After interviewing 4 college students, 3 residents, and 4 people who work in science parks in Haidian District, we developed 3 personas to understand their needs.


Synthesizing user needs and identifying design principles

We proposed the design principles by categorizing user needs to maximize their mutual benefits and typical demands. Derived from the following principles, we identified the design directions and methods to fulfill our project objective.

Based on the special shape of the site, we proposed that the wedge-shaped site could be a "City Corridor" that is walkable, friendly and engaging.


Microscale: Focusing on site features and user journeys to advance design

Land Use & Spatial Structure

We started from planning the land use by analyzing the spatial distribution of personas and how they access to the site.

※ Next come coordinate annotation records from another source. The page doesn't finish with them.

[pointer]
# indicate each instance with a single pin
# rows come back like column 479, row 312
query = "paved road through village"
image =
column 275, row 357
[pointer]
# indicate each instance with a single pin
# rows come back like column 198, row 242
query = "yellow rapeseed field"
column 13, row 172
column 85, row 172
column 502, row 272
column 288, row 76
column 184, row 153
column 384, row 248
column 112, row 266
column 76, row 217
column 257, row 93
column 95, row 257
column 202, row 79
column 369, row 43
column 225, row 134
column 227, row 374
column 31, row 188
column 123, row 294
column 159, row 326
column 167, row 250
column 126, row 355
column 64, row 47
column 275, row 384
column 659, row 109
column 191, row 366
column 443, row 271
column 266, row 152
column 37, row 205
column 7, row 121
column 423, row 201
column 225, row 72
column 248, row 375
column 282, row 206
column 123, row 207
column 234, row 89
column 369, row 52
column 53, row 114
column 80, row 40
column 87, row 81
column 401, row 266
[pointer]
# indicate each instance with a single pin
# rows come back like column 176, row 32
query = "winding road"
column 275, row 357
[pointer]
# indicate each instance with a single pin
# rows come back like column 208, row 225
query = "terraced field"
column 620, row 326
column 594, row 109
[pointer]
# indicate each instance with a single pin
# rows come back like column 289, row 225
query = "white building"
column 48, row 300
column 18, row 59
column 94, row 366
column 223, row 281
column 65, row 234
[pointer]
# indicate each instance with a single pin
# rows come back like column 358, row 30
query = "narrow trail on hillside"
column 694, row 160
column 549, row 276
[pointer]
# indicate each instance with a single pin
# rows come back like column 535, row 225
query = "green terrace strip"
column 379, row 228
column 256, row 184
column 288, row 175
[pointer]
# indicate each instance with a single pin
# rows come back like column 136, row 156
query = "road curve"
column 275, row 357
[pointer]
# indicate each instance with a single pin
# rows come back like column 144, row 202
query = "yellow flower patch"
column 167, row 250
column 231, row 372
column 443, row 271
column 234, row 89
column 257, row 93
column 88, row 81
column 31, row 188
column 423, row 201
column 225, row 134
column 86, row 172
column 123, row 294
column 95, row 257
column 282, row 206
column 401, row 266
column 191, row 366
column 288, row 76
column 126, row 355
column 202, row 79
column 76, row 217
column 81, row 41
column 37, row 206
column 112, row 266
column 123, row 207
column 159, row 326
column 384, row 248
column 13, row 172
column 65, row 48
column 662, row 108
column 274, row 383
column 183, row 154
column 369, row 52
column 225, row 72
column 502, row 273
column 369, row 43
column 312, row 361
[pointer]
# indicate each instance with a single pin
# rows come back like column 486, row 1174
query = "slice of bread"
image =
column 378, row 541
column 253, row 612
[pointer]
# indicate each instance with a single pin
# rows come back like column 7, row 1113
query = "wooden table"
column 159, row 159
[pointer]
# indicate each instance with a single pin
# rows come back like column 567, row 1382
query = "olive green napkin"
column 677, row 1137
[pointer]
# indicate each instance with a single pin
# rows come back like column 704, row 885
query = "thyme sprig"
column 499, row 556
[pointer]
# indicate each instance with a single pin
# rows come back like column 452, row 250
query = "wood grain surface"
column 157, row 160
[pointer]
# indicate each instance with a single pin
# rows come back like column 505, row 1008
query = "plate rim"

We then developed the spatial structure from 2 perspectives:
a) One main "corridor" of public resources to engage different functions along the way
b) Two featured "corridors" of riverside and green space to link the site with the surrounding environment

We then placed the science park functions and relative amenities as groups in response to the distribution of surrounding buildings and people.

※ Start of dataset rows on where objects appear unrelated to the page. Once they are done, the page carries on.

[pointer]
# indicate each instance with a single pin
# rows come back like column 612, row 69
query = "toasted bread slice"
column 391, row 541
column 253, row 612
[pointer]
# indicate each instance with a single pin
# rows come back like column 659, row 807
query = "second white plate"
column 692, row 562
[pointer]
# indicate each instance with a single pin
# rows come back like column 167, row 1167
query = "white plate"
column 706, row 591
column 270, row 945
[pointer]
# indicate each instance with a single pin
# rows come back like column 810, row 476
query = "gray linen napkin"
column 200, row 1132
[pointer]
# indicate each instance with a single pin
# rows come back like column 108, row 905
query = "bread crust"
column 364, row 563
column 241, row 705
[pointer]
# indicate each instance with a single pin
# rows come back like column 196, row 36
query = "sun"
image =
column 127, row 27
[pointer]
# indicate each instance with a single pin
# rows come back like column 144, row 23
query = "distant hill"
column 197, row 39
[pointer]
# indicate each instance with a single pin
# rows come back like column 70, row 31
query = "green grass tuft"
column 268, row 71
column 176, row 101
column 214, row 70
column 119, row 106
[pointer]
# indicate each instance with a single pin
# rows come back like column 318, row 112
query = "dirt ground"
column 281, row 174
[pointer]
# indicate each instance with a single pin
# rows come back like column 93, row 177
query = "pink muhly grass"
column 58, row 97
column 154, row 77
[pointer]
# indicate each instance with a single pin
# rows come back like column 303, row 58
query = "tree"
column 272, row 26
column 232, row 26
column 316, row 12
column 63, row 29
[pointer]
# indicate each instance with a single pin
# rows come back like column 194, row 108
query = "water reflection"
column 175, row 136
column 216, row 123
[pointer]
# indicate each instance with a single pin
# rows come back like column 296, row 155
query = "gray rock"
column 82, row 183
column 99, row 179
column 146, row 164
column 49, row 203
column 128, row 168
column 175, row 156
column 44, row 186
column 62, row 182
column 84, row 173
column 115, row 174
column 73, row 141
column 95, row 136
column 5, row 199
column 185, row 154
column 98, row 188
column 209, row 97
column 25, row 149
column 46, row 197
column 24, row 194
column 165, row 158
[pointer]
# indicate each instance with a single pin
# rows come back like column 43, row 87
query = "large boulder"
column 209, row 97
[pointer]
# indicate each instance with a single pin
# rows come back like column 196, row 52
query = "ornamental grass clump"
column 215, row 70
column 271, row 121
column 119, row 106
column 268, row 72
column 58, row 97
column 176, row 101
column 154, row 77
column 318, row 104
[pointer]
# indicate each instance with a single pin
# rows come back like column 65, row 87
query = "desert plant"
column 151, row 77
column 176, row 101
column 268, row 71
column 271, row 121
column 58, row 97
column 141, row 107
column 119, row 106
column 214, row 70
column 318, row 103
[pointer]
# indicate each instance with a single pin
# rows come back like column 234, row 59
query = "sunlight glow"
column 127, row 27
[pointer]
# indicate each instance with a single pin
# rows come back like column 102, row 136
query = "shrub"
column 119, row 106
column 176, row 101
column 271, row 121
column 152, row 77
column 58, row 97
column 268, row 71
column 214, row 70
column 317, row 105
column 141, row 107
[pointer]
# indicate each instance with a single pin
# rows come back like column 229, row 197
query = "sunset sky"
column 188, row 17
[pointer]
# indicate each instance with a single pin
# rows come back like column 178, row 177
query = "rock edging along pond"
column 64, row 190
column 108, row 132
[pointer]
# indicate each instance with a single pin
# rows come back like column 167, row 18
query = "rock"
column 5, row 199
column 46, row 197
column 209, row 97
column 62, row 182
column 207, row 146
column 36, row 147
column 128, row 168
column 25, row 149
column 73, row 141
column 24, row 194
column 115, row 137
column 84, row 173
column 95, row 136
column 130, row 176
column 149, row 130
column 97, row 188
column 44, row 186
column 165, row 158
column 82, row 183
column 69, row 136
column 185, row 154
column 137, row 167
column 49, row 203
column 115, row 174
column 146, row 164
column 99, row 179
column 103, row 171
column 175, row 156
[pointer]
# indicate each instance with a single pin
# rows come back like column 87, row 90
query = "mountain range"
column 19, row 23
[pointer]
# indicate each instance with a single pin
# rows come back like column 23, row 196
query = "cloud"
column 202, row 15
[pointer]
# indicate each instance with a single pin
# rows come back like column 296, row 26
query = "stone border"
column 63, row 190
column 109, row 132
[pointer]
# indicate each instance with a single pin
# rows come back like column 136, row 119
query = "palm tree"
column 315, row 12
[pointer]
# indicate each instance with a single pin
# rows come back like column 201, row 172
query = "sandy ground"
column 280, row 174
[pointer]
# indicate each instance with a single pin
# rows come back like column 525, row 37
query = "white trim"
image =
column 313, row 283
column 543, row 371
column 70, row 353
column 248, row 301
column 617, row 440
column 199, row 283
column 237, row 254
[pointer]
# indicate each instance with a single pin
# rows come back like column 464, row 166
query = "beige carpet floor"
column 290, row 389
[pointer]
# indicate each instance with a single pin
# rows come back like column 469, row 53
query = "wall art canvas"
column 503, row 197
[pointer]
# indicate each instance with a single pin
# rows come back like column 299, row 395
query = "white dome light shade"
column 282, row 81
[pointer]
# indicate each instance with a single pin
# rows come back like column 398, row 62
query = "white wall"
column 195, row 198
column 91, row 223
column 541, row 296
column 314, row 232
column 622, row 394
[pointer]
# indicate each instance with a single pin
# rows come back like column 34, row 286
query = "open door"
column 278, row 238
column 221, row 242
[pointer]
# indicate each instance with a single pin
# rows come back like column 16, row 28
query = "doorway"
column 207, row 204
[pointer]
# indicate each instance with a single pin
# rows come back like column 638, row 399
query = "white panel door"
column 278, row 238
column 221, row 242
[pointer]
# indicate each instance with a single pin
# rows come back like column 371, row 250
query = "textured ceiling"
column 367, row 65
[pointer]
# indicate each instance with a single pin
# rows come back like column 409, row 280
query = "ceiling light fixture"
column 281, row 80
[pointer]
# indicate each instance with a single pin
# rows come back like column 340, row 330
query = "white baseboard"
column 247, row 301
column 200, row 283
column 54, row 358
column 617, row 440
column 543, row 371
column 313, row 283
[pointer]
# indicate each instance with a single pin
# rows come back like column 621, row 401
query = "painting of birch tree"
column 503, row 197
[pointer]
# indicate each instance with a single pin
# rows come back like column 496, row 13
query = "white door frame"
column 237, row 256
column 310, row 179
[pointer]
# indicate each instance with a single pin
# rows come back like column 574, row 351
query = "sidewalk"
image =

After collaborating on the concept development and site planning, my teammate and I moved on to further details of each part. While the south part focused more on an exhibitive and office environment, the north region (which I was responsible for) was a mixture of office, exchange, life, and casual atmosphere.

User Journey Map

To define the architecture typology, morphology, and landscape, I applied user journeys to understand how people behave in the area.


From architecture typology to landscape nodes: forming a well-connected and diverse entity

Typology Guidelines

I generate the typology guidelines from two scales:

1) The spatial distribution of different types in the site:
1.1) how it responds to the surrounding environment and needs of personas?
1.2) how different types are connected to form the "corridor" structure of the whole entity?

To envision an ideal structure of the site, I also extended the design scope to the adjacent surroundings and developed customized typology as a renovation strategy for the existing buildings.

2) The morphology and functions of each type:
2.1) how to synthesize the exterior and interior spaces to form an open and engaging place?
2.2) how to distribute the functions of each building vertically to ensure a vital and supportive environment?

Multi-dimensional Structure

The design concept of the "city corridor" was more than a flat 2D scheme. The transportation, public, sceneries, and land use were organized from underground, ground, and overpass levels, as displayed in the following overlayed maps.

Landscape Planning

To fulfill the design principles of "cozy, energetic" and fully tap the potential of green space and the river, I also planned the landscape nodes by applying precedent cases to specific places considering each's surrounding features.


01 Think beyond the territory

Interviews with people living, working, or studying nearby inspired us to think beyond merely designing a workplace within site. How would "indirect" features (leisure space, natural views, public activities, etc.) benefit work efficiency and innovation? How would a place influence its surrounding environment? Thinking beyond the territory ensures a design that is sustainable and responsible.

02 Human-centered methods in designing urban environment

The urban design takes on a multi-scale evaluation of a site: from a macro-scale understanding of the whole city, mesoscale analysis of the surrounding environment, to micro-scale design of the landscape and buildings. Finally, the site will directly interact with people in the area and influence the surrounding community.
Though spatial design usually falls into a morphology solution, in this project, I generate the master plan structure and architecture interfaces from deliberate visions of how a person would walk into the site, behave in the place, interact with people, and take away valuable gains.